En réalité, Berlusconi n’a jamais vraiment disparu, même si, après la démission de son gouvernement en 2011, il en est venu à jouer un rôle plus marginal. Mais la faiblesse du système politique italien, et en particulier du Parti démocrate (PD), parallèlement à la montée en puissance du Mouvement 5 étoiles (parti antisystème), lui a permis de rester en piste. De 2011 à 2013, il a soutenu, avec le PD, les gouvernements Monti et Letta (jusqu’en novembre 2013, quand il est passé dans l’opposition). En janvier 2014, il a été, avec Matteo Renzi, le principal protagoniste du pacte censé engager les réformes institutionnelles.

Les procès et les condamnations l’ont fait exclure du Sénat en 2013, et toute charge publique lui est interdite jusqu’en 2019. Et pourtant, Berlusconi a continué de représenter l’aile modérée de la droite. Aucune figure extérieure à son parti n’a émergé pour lui contester ce rôle, tandis qu’il restait le seul chef au sein de Forza Italia. En effet, Forza Italia est un parti personnel : son chef de file a empêché la mise en œuvre de mécanismes démocratiques qui auraient permis à de nouvelles personnalités d’apparaître et de le concurrencer.

Coalition avec la Ligue

A la tête d’un parti dont la base s’est réduite comme peau de chagrin, il a été défié ces dernières années par le nouveau leader de la Ligue du Nord (dite « Ligue » – Lega  – depuis janvier) : melo, élu fin 2013. Salvini a abandonné les objectifs fédéralistes qui caractérisaient originairement le mouvement pour faire de son parti une formation souverainiste et xénophobe, dont le slogan, « Prima gli italiani » (« Les Italiens d’abord »), l’apparente de plus en plus aux partis européens d’extrême droite.

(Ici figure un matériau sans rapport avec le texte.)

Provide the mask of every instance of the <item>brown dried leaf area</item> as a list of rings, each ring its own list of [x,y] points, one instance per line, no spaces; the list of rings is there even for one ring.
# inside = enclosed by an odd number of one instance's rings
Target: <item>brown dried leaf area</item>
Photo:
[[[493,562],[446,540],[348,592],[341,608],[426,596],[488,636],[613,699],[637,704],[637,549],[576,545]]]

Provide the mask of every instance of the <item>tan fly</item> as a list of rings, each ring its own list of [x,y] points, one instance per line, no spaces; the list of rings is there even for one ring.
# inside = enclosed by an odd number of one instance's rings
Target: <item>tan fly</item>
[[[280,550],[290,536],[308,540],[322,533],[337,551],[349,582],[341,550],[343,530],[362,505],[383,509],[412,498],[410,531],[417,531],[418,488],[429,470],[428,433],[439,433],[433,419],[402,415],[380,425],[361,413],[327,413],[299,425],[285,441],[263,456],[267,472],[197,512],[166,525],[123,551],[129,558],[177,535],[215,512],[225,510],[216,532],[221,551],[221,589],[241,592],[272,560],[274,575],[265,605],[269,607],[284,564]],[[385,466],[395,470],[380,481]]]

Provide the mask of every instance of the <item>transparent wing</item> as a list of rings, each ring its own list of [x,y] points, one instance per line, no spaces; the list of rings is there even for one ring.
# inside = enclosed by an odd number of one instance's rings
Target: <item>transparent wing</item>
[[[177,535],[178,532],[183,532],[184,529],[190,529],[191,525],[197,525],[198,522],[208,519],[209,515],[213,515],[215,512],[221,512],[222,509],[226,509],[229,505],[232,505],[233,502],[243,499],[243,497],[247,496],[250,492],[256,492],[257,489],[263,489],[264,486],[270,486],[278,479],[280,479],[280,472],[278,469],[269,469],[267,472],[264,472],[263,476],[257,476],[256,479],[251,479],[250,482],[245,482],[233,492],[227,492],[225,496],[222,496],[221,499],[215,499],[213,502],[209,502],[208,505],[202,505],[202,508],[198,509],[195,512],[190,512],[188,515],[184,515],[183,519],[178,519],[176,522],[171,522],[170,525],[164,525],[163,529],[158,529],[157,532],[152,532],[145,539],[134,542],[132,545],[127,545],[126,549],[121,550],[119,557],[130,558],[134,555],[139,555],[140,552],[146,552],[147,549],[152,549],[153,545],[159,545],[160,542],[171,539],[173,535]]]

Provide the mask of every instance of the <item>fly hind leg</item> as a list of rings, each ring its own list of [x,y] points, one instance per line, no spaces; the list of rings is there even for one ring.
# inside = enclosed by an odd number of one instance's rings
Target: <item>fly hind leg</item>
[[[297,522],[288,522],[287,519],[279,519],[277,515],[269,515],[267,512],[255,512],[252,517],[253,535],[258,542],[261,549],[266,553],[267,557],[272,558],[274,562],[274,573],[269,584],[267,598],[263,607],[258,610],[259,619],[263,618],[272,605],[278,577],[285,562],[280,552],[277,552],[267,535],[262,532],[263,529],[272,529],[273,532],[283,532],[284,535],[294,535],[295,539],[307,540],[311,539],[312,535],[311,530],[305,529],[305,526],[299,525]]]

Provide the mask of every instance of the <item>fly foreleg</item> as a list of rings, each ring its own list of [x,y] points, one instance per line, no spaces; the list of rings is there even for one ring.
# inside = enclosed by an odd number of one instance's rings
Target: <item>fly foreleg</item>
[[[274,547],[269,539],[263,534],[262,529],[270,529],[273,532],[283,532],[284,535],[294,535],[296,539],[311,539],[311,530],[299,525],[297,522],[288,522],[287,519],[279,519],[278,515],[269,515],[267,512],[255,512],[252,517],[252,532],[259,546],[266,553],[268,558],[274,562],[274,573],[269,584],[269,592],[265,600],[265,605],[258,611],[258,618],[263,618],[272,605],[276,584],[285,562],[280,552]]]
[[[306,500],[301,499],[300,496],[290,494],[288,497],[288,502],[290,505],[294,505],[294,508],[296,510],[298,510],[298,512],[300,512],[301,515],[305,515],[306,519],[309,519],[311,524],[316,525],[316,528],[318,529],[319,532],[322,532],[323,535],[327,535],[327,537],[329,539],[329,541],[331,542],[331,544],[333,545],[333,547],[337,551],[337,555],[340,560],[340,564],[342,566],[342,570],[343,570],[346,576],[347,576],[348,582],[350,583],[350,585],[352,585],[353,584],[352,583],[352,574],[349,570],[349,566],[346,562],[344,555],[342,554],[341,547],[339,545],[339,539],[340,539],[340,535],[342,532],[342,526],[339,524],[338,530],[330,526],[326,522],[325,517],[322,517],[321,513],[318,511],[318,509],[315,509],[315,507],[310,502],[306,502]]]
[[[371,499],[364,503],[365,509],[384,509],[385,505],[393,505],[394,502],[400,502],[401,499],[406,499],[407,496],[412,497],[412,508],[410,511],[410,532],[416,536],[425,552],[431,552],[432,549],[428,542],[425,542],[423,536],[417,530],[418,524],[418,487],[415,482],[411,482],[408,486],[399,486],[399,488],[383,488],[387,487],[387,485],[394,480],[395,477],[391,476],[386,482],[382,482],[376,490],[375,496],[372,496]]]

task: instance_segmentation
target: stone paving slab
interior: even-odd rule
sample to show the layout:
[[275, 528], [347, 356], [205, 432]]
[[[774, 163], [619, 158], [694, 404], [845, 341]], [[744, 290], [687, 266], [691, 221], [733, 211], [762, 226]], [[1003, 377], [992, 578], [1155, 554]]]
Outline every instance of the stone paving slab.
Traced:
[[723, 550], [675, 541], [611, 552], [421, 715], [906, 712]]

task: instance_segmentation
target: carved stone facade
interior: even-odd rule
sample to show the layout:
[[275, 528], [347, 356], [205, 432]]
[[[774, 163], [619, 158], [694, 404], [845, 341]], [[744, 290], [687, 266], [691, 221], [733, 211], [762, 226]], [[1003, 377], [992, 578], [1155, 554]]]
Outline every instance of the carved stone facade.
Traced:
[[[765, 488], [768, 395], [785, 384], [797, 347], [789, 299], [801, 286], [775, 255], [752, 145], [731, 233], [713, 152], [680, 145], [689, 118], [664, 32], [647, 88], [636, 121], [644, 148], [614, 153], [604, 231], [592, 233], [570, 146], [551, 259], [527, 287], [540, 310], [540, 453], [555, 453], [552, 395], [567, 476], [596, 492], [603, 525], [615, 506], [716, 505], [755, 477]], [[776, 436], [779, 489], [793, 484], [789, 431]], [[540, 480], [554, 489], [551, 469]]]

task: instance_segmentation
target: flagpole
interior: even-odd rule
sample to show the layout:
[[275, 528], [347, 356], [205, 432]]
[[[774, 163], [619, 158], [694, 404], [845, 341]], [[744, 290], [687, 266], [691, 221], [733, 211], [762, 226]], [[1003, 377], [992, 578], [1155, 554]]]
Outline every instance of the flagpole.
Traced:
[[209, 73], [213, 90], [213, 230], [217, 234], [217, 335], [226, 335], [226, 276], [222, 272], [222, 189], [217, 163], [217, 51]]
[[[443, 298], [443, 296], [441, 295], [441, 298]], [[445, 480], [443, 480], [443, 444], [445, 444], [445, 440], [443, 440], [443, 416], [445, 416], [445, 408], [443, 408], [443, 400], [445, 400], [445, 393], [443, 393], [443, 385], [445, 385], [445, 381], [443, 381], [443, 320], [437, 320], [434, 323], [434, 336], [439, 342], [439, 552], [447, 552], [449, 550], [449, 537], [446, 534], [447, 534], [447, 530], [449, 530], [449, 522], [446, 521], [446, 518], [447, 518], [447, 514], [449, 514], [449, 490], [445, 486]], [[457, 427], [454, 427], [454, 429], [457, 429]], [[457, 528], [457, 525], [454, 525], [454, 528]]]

Ce nouveau chef a porté la Ligue de 4 % en 2013 à 14 %, jouant sur les peurs de l’opinion publique face à l’immigration (selon une étude réalisée par la Fondation pour l’innovation politique, publiée dans l’ouvrage Où va la démocratie ? (Plon, 2017), 74 % des Italiens considèrent que l’immigration est un phénomène négatif pour leur pays), mais profitant aussi des difficultés économiques, attribuées surtout à l’euro et à Bruxelles (selon cette même étude, seuls 33 % des Italiens tiennent l’appartenance à l’Union européenne comme quelque chose de positif).

Berlusconi a néanmoins réussi à faire valoir ses talents de négociateur pour créer une coalition avec la Ligue et le petit parti d’extrême droite Fratelli d’Italia (de 4 à 5 %). Si l’on en croit les sondages de la mi-février (en Italie, une loi interdit la publication de sondages à quinze jours des élections), Forza Italia, crédité de 16 % d’intentions de vote, représente moins de la moitié de la coalition (36-37 %). De plus, si les dernières estimations donnaient la Ligue à 3 points au-dessous de Forza Italia, de plus récentes révèlent un net avantage de la Ligue dans les régions du nord. Ces dernières semaines, Salvini a par ailleurs largement profité de la place centrale qu’occupe la question de l’immigration dans la campagne électorale depuis l’attentat de Macerata, quand un jeune d’extrême droite a tiré sur des migrants en prétendant venger le meurtre d’une jeune femme pour lequel ont été suspectés trois Nigérians.

Radicalisation des électeurs

La coalition penche donc sensiblement vers la droite. D’autant que Berlusconi assume désormais des positions plus extrêmes vis-à-vis de l’immigration, promettant par exemple d’expulser du pays les 600 000 immigrés clandestins. Lors d’une émission télévisée, il a soutenu que la plupart des immigrés étaient dangereux parce qu’ils « détestent les chrétiens, les juifs et l’Etat italien ».

Une offre politique de centre droit mais toujours plus orientée à droite tire donc un grand avantage de la radicalisation des électeurs italiens. En même temps, même pour un électeur plus modéré, qui ne vote pas à gauche et craint le saut dans le vide que représente le Mouvement 5 étoiles, il n’y a que cette offre politique, surtout après l’échec du projet de Renzi de faire du Parti démocrate un grand parti réformiste susceptible d’attirer aussi bien les électeurs du centre et du centre droit. L’unique alternative : l’abstention. Mais pour un électeur qui se méfie de l’extrémisme de Salvini et de Meloni, il ne reste que l’ambigu Berlusconi.

Seule une droite unie semble capable d’obtenir la majorité pour gouverner, mais là encore, rien n’est moins sûr. En effet, si l’on prévoit une large victoire de la coalition de Berlusconi dans le Nord, dans le Sud, en revanche, le Mouvement 5 étoiles dépasserait de loin les 30 %, selon les sondages, privant ainsi la droite de nombreux sièges.

Enfin, il faut bien voir que le Berlusconi d’aujourd’hui est radicalement différent de celui de ses débuts, le Berlusconi de la « révolution libérale ». Et même du Berlusconi vainqueur de 2001 et de 2008. Le Berlusconi d’aujourd’hui est un monsieur de 81 ans qui ne pourra pas être élu ni occuper de fonctions gouvernementales, un homme qui oscille entre la modération, les thèses d’une droite « lepéniste » et des promesses intenables (la suppression du chômage des jeunes, sans qu’on sache comment), qui, en cas de victoire, aura bien du mal à gérer ses partenaires et qui vise probablement déjà l’après-élection, quand aucun des candidats au pouvoir ne parviendra à gouverner seul. Le Berlusconi d’aujourd’hui et sa survie politique sont, en d’autres termes, le triste signe de l’abyssale crise italienne.

Par Sofia Ventura, professeure associée de science politique à l'université de Bologne.